How Being an Outsider Can Make You a Better Artist

By Carolyn Edlund

David Couper

Artsy Shark recently spoke to David Couper, coach and author of “Outsiders on the Inside“, an acclaimed book on transforming your career by turning your  differences into assets.  We discussed how artists can use their “outsider” status to enhance their work and their marketability.

AS: Artists often perceive that they are outsiders. How do they identify and accept this?

DC: Identify as a successful rather than negative outsider. Artists are often seen negatively as outsiders.  Some of the myths that we buy into are the struggling artist, the “starving in a garret” or the eccentric and mad genius.  But the reality is that there are successful artists – not only the names we all know like Andy Warhol or Mary Cassatt -but also artists who have a fine life with a good income selling through galleries, developing art as a business whether it’s greeting cards or personal portraits, and supporting themselves by teaching or through grants.

Accept both internally and externally that it is possible for you to be successful.

  • Internally, you have to give up some of the stories you may have been told by your parents.  Learn to trust yourself through meditation or other centering activities, or learn to give up perfection or procrastination.
  • Externally, you may have to take more classes, understand how the business side works, or get out and meet other artists more.

AS: Talk about how artists can use their unique characteristics to brand themselves.

DC: Celebrate your uniqueness. Everyone is unique, but we often believe that the only way we can be successful is to be like someone else and conform to a cookie cutter version of an artist. Although it’s useful to see what other people do, and to look for things that work whether in marketing or in technique, at the end of the day you have to be yourself. Having the courage to identify what makes you different is vital. Many successful artists realized that they were different, but did not compromise on what they believed in, whether it was Picasso and his blue period or Bolero with his rotund figures.

Take time to look at yourself and to take an inventory of what you like. What do you do, and what do you think that is different from others?

Outsiders on the Inside

If you are stuck trying to work out what makes you different, especially on a positive side, ask a friend to honestly but respectfully give you feedback on how they see you and what makes you unique. This information may be incorrect, so be careful to analyze so you can decide on the truth of it.  Then own that difference and make it your unique trademark or brand.

AS: What steps can an “outsider” take to find success?

  • Accept that you are different and that is OK.

One of my clients took up her calling to be a sculptor after she declared that she was not going to be like her father, with a steady job and a pension, and that was OK.

  • Decide that it is possible to be different and successful.

Look at both famous people and regular artists and see how they have achieved success.  If an artist chooses to keep his or her expenses low by living in an affordable part of the country and by minimizing the gifts and toys and other costs of living, he or she may discover that selling one or two major pieces a year is enough to keep them financially strong.
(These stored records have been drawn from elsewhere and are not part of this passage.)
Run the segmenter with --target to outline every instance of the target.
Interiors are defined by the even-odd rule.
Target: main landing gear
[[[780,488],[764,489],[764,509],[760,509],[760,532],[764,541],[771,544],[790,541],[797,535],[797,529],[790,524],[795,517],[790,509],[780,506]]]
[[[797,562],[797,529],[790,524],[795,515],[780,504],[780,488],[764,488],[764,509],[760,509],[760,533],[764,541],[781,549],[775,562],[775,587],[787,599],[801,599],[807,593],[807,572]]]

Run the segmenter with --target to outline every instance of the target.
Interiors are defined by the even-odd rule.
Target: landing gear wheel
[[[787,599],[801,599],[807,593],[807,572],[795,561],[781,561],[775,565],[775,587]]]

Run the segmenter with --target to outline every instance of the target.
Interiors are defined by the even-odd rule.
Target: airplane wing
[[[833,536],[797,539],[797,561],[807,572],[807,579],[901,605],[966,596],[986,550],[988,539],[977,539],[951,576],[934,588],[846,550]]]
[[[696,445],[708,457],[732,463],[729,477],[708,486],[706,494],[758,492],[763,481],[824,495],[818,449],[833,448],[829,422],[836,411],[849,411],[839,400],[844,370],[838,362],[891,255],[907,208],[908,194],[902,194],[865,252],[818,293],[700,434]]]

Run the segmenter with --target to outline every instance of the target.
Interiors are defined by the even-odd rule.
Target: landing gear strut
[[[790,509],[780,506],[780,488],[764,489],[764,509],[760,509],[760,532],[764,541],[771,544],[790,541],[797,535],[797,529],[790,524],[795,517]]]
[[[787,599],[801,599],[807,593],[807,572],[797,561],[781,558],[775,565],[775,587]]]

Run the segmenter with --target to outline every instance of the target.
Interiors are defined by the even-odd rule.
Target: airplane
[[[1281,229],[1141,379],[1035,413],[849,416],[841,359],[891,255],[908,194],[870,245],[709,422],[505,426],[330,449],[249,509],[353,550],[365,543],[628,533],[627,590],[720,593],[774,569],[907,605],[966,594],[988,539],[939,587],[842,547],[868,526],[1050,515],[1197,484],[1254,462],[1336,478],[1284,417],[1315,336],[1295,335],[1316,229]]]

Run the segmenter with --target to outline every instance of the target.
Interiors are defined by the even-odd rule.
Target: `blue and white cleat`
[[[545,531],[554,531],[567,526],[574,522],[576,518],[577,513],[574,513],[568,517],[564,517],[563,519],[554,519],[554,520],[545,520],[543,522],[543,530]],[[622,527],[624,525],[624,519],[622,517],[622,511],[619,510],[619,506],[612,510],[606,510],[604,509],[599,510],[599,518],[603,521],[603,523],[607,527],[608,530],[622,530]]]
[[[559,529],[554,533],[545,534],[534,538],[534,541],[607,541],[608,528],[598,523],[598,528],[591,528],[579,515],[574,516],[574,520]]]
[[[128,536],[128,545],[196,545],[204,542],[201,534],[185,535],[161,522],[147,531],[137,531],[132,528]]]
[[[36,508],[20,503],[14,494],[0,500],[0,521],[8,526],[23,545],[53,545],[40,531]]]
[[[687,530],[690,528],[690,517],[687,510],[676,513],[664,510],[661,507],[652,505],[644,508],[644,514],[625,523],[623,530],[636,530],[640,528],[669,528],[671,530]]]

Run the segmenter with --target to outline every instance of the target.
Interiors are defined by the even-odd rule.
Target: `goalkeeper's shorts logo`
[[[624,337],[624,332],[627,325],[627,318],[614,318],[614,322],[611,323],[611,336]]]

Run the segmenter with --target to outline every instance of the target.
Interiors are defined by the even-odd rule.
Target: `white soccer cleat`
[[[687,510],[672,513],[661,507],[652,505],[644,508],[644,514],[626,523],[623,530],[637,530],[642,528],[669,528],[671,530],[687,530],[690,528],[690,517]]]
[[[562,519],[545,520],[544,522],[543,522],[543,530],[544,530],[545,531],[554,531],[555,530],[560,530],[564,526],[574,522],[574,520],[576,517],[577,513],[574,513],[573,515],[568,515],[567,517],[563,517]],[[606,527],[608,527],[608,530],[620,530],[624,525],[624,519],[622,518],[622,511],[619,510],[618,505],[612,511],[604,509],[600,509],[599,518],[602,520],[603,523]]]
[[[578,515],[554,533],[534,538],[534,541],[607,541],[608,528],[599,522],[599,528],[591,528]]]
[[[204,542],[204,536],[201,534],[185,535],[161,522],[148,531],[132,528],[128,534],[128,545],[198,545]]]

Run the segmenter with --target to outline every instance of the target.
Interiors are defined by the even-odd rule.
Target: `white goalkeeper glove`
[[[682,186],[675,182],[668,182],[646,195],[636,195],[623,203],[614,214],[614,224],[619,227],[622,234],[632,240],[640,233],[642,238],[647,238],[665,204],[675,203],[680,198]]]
  • Analyze what makes you different.

Look at all the information you have from your own intuition and database and from other’s opinions and decide what is a possible positive and what is a negative. If you are always late, that is probably not going to be a positive.  If you love the color blue and produce only pictures in that color you may be able to make that your trademark.

  • Emphasize the differences which could appeal to a buyer.  Take your positive differences and think about what could make then enticing.

For example, painting blue paintings might appeal to an audience who is used to looking at surreal or “out there” art. Sculptors might find homeowners who are creating new outdoor spaces and want a unique and interesting sculpture as a focal point.

  • Find out how to connect to these new customers.  Hang out with them whether it is literally through a professional group or networking or online using different social networking tools.

If you were painting portraits of children you would want to find parents or grandparents who might want a custom approach to the kids’ portrait.

  • Sell yourself.  Don’t get scared.  Don’t get nervous.

Value yourself appropriately –not too expensive or cheap. Create success from your strengths.

  • Above all, persist. You may make mistakes, but that’s OK.

People may not like your artistic vision. People may not even like your work.  It takes practice not to get affected by negative feedback, but know that it only takes one buyer to make you a paid artist.

Do you feel like an outsider? David Couper’s book is easy to read, extremely helpful and cleverly written.  It’s full of ideas for making the most of your differences and finding success.


  1. Another inspiring article. I am an outsider and I use it to my creative advantage. I’m currently building an artist collective that plays right into this idea of outsider. It’s exciting to live in the realization that what makes art successful is not fitting in, but standing out and differentiating. (Yee HAW!)

  2. every artist past present & future is an outsider reaching out with their art vision for the world to find and see.
    ‘Insider’ ‘outsider’ such utter nonsense.

  3. Great article! I will have to add this book to my reading list! I am an outsider, and agree that can be an advantage! Though it is important to strongly connect with colleagues and customers, for me, it is also important to continue to expand my horizons. Meeting new people and exploring new ideas, without becoming entrenched in one group, is essential to my creative life.